One term that stands out notably for both candidates is “hair.” This most likely stems from Fiorina’s errant comment about Boxer’s hair she made when she was off-camera. Way to stick to the important issues, Twitterverse.
Looking for party differences
We were curious to see if there are any noticeable differences between the words used when tweeting about politicians from either party. From our filtered subset of the Twitter corpus, we ran a wordbag analysis against a set of tweets segmented by political party. To simplify things for this case, we only looked at Democrats and Republicans. Once again, if you’re interested in the raw data, it’s available at the Infochimps data marketplace.
We wondered what terms were more unique in talking about each party, so to do this, we compared the percentage frequency of a term’s occurrence to the percentage frequency in the other party. From this analysis, we ended up with a measure of each term’s relative frequency within each party’s filtered Twitter corpus.
We can see that “god”, “lie” and “republican” are used predominantly in Tweets that correspond to Republicans, and “obamacare”, “daily” and “democrat” are used in Tweets that correspond to Democrats. “Daily” most likely refers to The Daily Show, of course. Interestingly, “racist” is split exactly evenly between parties. And, for Tweets about politicians that refer to the Huffington Post, 52% of the time, they’re talking about Democrats.

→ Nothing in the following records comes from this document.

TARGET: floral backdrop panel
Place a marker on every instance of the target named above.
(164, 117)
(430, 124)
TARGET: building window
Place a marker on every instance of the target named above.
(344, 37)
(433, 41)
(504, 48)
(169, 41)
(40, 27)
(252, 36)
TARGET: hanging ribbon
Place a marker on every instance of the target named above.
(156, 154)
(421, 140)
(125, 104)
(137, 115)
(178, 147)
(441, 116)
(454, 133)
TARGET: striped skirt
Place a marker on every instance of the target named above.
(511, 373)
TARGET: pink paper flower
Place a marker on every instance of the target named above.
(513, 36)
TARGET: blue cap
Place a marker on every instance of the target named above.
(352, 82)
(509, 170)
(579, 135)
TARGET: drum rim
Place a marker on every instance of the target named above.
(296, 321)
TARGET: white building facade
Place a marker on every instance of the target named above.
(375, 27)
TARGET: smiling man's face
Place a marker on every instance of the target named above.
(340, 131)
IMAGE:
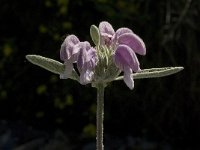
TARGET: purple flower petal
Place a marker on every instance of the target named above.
(134, 42)
(106, 31)
(120, 32)
(125, 56)
(106, 28)
(67, 50)
(86, 76)
(68, 70)
(128, 79)
(86, 62)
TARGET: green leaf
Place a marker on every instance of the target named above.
(46, 63)
(154, 72)
(50, 65)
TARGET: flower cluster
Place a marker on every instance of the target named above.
(114, 52)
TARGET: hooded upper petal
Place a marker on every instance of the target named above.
(106, 32)
(134, 42)
(125, 56)
(69, 55)
(120, 32)
(128, 78)
(106, 28)
(67, 50)
(86, 63)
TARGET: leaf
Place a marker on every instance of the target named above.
(46, 63)
(154, 72)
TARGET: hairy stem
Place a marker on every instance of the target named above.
(100, 116)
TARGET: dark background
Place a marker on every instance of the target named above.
(162, 113)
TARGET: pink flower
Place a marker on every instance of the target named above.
(74, 51)
(125, 44)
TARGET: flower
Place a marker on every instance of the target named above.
(74, 51)
(125, 44)
(69, 55)
(86, 62)
(114, 52)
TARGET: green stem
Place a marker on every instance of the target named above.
(100, 116)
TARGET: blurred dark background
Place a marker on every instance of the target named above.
(37, 107)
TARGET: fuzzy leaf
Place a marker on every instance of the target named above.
(154, 73)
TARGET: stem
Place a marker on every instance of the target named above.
(100, 116)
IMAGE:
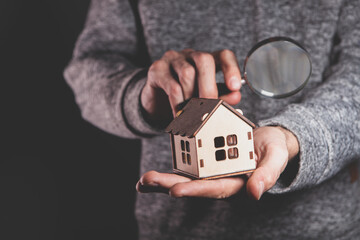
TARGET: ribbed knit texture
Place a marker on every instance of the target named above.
(107, 75)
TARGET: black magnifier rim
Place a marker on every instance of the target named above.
(267, 41)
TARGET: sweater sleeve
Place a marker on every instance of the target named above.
(327, 121)
(105, 72)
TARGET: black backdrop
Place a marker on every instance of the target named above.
(60, 177)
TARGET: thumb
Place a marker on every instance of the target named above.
(266, 175)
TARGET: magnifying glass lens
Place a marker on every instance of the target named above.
(277, 67)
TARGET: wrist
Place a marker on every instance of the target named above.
(292, 142)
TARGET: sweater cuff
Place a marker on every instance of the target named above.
(314, 149)
(132, 109)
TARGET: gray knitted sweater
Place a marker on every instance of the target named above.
(320, 201)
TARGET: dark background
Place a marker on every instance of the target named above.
(60, 177)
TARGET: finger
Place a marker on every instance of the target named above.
(232, 98)
(160, 71)
(205, 66)
(230, 67)
(219, 188)
(267, 173)
(186, 73)
(164, 180)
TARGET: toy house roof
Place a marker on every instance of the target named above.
(190, 120)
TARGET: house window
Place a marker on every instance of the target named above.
(219, 142)
(182, 145)
(231, 141)
(220, 155)
(233, 153)
(188, 158)
(185, 154)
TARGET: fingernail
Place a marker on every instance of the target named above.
(153, 184)
(261, 189)
(235, 83)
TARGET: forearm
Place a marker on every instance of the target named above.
(104, 73)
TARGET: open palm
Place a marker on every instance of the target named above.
(274, 146)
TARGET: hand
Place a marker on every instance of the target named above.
(274, 147)
(178, 76)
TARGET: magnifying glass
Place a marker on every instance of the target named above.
(277, 67)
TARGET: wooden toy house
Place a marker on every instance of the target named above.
(210, 139)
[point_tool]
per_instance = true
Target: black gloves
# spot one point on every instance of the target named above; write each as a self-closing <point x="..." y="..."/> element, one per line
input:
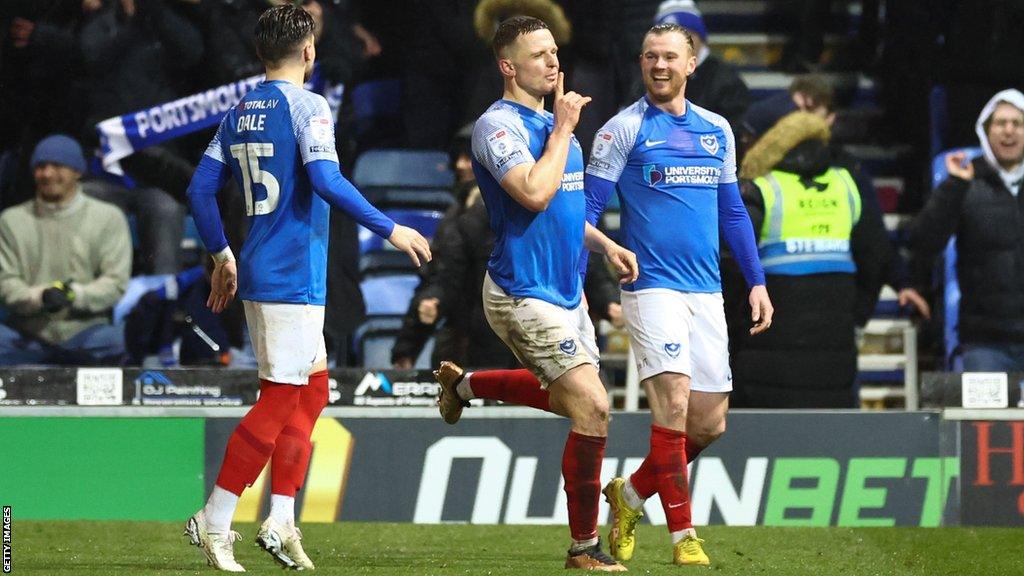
<point x="57" y="297"/>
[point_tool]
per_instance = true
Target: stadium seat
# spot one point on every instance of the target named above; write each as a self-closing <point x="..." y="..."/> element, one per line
<point x="424" y="199"/>
<point x="388" y="295"/>
<point x="385" y="261"/>
<point x="950" y="285"/>
<point x="424" y="221"/>
<point x="402" y="168"/>
<point x="136" y="288"/>
<point x="377" y="113"/>
<point x="375" y="338"/>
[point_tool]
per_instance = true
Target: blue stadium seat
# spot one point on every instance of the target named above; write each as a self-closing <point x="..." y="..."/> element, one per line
<point x="951" y="292"/>
<point x="388" y="295"/>
<point x="425" y="221"/>
<point x="402" y="168"/>
<point x="385" y="261"/>
<point x="136" y="288"/>
<point x="404" y="198"/>
<point x="375" y="338"/>
<point x="377" y="112"/>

There is a hypothesis going around that Democrats’ political messaging is much less focused than the Republicans’, and this data seems to support that theory. “Obamacare” is most likely a term used by the Republicans in a derogatory manner, and that is one of the most commonly tweeted terms. The Dems have failed to unify around such a term.
Furthermore, the aforementioned “#tcot” phenomenon indicates that conservatives seem much more organized than the liberals on Twitter, at least in their hashtag usage. If there is such a hashtag on the liberal side, it has failed to gain any type of momentum thus far. At first, I thought that “#tlot” was the liberal banner, but indeed, that has already been co-opted by the “Top Libertarians On Twitter.”
Where are all of the Democrats on Twitter? Perhaps they’re all quietly watching the Daily Show.
Now, in looking at this analysis, a whole slew of other questions start to arise. How does this word bag change over time? What sentiment is associated with each of the tweets, and how does that change over time? To me, to have these types of questions start to surface is a promising indication that we are on to something. After all, the first step towards answering a question is to figure out what question to ask in the first place.
Words are powerful, and analyzing Twitter provides us with some interesting insights into what people are saying about politicians today. If you’re interested in doing similar analysis on your own, take a look at the raw wordbag data or our Wordbag API. If you find something interesting, give us a shout — we’d love to hear from you.
Oh, and don’t forget to vote tomorrow!